History Redux

They say the best way to keep history from repeating itself is to learn from it. It also illuminates otherwise obscure present realities. The more confusing the times, the more a considered look at the past is in order.

Considered, because old situations take on new clothes.

We often overlook this resourceful use of time with dismissals insisting that we are different, our times are different, our situation is different. Too enamored of our own theory of evolution…. that the human race has come so far from what it was that views of past history, while interesting, have little import for our culture.

I suppose that is why we are so blasé about using history to analyze the present trends.

Right now I am thinking of church history. How many Christians study Church history before getting all excited about the “new movements” and trends? Is there really anything new under the sun in man’s efforts to update and redo his institutions?

I tend to think not. Somewhere we can probably find an analogous move in that direction. If we do, we may find some insight on where it is going and how it ends up.

Like the emergent church movement. From the outside looking in I’d say it has aspects of two separate moves, and the outcome will probably end in a divide between the two.

One is the similarity to the Anabaptist movement… which eventually led to solid Christian views revived on matters of baptism and allowing for more personal expectations of relationship to God.

The other aspect is that of the liberal theology move which ended up stuck in the “God is Dead” morass of the sixties.

Both moves had the weakness of not being firmly rooted in the Reformed ideas of the importance of scripture and its study. The Anabaptist eventually recovered and corrected on that count. The liberal theologians? They are still with us in a downward spiraling of many of the mainline churches. The spin-offs? The fundamental moves within different denominations. Trying to militantly recover the basics of the faith.

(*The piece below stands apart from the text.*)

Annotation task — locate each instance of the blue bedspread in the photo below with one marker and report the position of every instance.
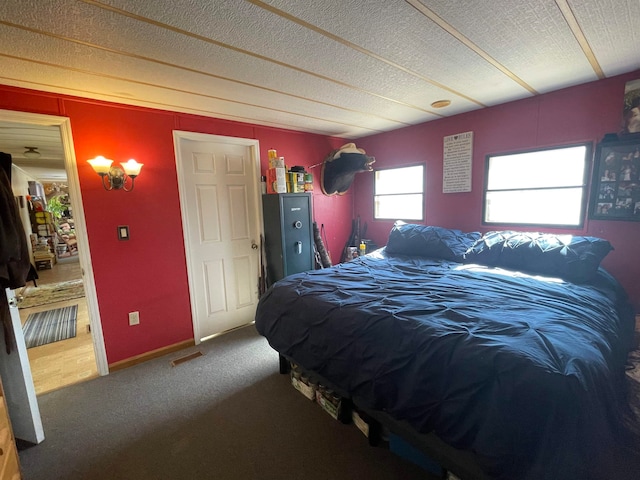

If the emergent church keeps emphasizing an “evolution of revelation” type of doctrine it will lose its most idealistic and passionate adherents that “just want more of the reality of God” and desire to see the Church become its promised potential. Because it won’t take long to look at the fruit of the field to know whether what the Word of God produces is what is sprouting.

And without the seed it doesn’t matter how fertile and welcoming the seedbed is.